Our study identified marital statuses that were widowed, separated, sharing scissor with others, having multiple sexual partner and alcohol consumption as independent predictors for HIV positivity. This shows individual risky behaviors and use of sharp objects in common contribute in the transmission of HIV. This finding is in line with a previous study done by Mengesha et al, 2015 in Arsi zone, Ethiopia that identified partner separated and having multiple sexual partners as risk factors for HIV positivity22 and other studies from Nigeria by Agaba et al, 201643 and south Sudan done by Courtney et al, 2017 that identified having multiple sexual partner significantly associated to be tested positive for HIV and alcohol consumption had significantly associated with HIV positivity44, South Africa by Giorgio et al, 201745 and also in Sierra Leone by Djibo et al, 2017.46 In contrast, our findings differ from other studies done in Bahir Dar Ethiopia by Zenebe et al, 2014 which indicated having an abortion before as HIV risk factors.28 This may be because, regardless of age group, all study participants were TB suspects, and there were relatively few individuals who had ever undergone an abortion. Based on our findings, health institutions should provide health education to raise public knowledge regarding the spread of HBV, HIV, and TB. Health education regarding the harmful behaviors of HBV and HIV is also a call for raising awareness. The prevalence of HIV and HIV among people who are suspected of having TB requires additional large-scale investigation. This study has some limitations; first, we used ELISA methods alone for the diagnosis of HBV which may underestimate the HBV prevalence. Being a cross-sectional study we could not link which comes first, TB, HBV or HIV, this needs further investigation.

Conclusion

This study showed that TB, HBV, and HIV remain serious public health concerns. Although it has decreased from earlier studies, the prevalence of TB was still relatively high in this study. The co-infection of TB and HIV was comparatively moderate. There was no TB-HIV-HBV triple infection, and TB-HBV co-infection was very rare. Partners being separated, having several sexual partners, drinking alcohol, getting body piercings, and being separated or widowed are some behavioral and sociodemographic risk factors that have been reported to be strongly associated with HBV and HIV infections, respectively. Through co-infection surveillance, raising public awareness, and health education on some behavioral and sociodemographic risk factors, the risk for HBV, HIV, and TB must be reduced. A large-scale observational study is necessary to ascertain the potential contribution of the disease and the risk factors related to it.

Acknowledgments

The authors would like to acknowledge Ethiopian Public Health Institute, EPHI and St. Peter`s specialized hospital for their unlimited support. We also to acknowledge Addis Ababa University, College of Health science, Department of Medical Laboratory sciences. Finally, we want to pass our gratitude to all St. Peter’s Specialized Hospital TB Laboratory and EPHI HIV laboratory team members who participated in the laboratory analysis of this study and our participants for their participation in this study.

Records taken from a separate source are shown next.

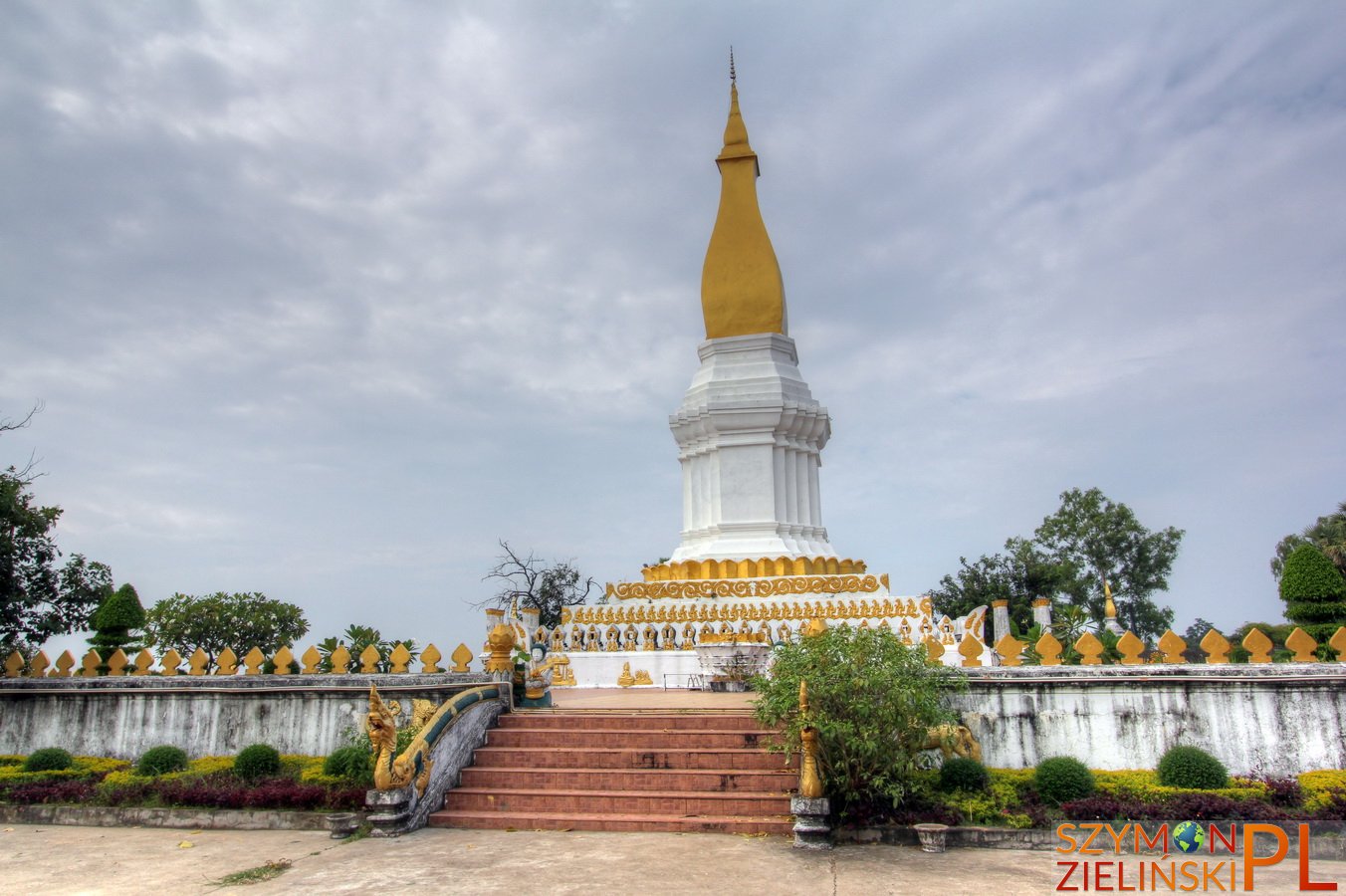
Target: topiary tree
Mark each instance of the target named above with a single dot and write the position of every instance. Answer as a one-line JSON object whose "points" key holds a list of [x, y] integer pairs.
{"points": [[1192, 767], [351, 763], [114, 622], [259, 761], [1062, 780], [1314, 592], [872, 701], [160, 761]]}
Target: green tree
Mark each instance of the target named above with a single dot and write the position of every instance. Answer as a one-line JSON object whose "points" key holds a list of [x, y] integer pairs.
{"points": [[1327, 535], [1101, 540], [1019, 574], [115, 622], [218, 620], [534, 582], [1196, 631], [1314, 592], [872, 700], [355, 639], [39, 599]]}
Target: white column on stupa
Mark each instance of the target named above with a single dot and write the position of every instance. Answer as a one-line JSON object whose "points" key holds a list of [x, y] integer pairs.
{"points": [[750, 433], [750, 439]]}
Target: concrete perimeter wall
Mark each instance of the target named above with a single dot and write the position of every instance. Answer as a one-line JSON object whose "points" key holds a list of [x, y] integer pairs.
{"points": [[1277, 719], [205, 716]]}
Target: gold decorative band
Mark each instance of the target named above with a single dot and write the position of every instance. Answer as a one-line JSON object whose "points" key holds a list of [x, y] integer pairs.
{"points": [[765, 611], [786, 585], [760, 567]]}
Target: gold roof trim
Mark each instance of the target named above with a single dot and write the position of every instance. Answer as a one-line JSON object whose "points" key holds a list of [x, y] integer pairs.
{"points": [[760, 567]]}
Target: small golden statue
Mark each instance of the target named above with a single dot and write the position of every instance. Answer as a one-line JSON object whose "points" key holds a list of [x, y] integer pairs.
{"points": [[810, 784]]}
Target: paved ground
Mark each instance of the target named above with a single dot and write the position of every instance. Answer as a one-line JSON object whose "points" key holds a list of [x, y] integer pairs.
{"points": [[100, 860]]}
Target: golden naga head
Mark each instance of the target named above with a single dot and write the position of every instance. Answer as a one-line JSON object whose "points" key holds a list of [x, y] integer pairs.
{"points": [[379, 723]]}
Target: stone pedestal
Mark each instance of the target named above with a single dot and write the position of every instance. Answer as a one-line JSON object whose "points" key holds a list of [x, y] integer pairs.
{"points": [[999, 620], [390, 810], [932, 837], [750, 439], [810, 822]]}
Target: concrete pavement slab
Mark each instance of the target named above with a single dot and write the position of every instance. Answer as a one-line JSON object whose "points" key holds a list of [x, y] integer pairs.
{"points": [[87, 860]]}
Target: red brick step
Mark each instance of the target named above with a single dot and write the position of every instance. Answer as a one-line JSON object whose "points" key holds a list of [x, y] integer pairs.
{"points": [[625, 772]]}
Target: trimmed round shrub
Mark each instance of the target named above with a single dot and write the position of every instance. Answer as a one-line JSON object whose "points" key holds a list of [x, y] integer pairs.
{"points": [[963, 774], [1062, 780], [351, 763], [259, 761], [49, 759], [1314, 592], [160, 761], [1193, 769]]}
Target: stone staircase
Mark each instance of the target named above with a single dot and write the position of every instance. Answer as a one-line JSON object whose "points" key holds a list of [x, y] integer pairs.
{"points": [[623, 772]]}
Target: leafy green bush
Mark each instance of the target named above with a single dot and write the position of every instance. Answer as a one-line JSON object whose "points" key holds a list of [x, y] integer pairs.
{"points": [[872, 700], [259, 761], [1062, 780], [963, 774], [1314, 592], [160, 761], [350, 763], [1192, 767], [49, 759]]}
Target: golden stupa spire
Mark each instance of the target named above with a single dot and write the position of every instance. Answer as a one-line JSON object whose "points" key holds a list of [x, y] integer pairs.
{"points": [[742, 291]]}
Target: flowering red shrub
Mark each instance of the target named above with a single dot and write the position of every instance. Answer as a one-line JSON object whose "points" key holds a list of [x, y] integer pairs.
{"points": [[210, 791], [49, 791]]}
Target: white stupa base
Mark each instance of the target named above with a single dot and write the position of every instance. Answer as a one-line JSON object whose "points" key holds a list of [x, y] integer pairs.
{"points": [[668, 669]]}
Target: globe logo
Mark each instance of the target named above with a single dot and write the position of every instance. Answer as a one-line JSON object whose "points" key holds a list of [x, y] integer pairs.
{"points": [[1189, 835]]}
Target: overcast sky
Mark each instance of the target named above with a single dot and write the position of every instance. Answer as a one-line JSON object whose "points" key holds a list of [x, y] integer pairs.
{"points": [[324, 299]]}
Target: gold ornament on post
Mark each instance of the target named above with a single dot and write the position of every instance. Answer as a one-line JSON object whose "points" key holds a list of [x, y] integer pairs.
{"points": [[501, 643], [810, 785]]}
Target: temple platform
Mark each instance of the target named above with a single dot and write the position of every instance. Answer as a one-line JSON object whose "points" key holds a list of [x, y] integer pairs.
{"points": [[646, 699]]}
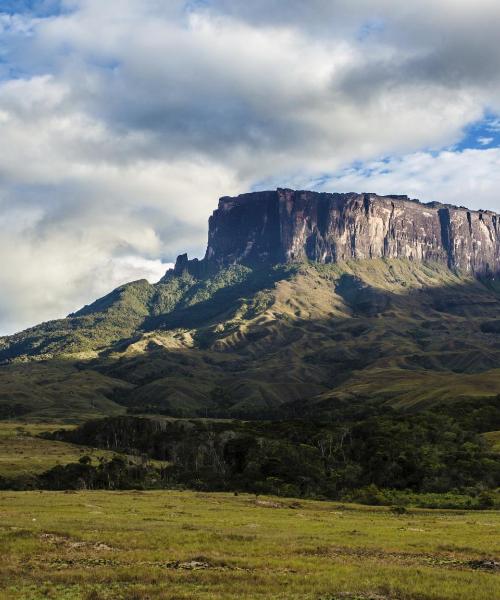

This paper was uploaded to the Addis Ababa university repository as a thesis in June 2020. http://etd.aau.edu.et/handle/123456789/23986.47

Author Contributions

All authors contributed significantly to the work that was published, whether it is in the ideation, study design, execution, data collection, analysis, and interpretation, or in all of these areas. They also all participated in writing, revising, or critically reviewing the article and gave their final approval before it was published. They also all agreed on the journal to which the article was submitted and agreed to be responsible for all aspects of the work.

Funding

The sources of budgets were Addis Ababa University, St. Peter’s Specialized Hospital and personal.

Disclosure

The author(s) declared no potential conflicts of interest with respect to the research.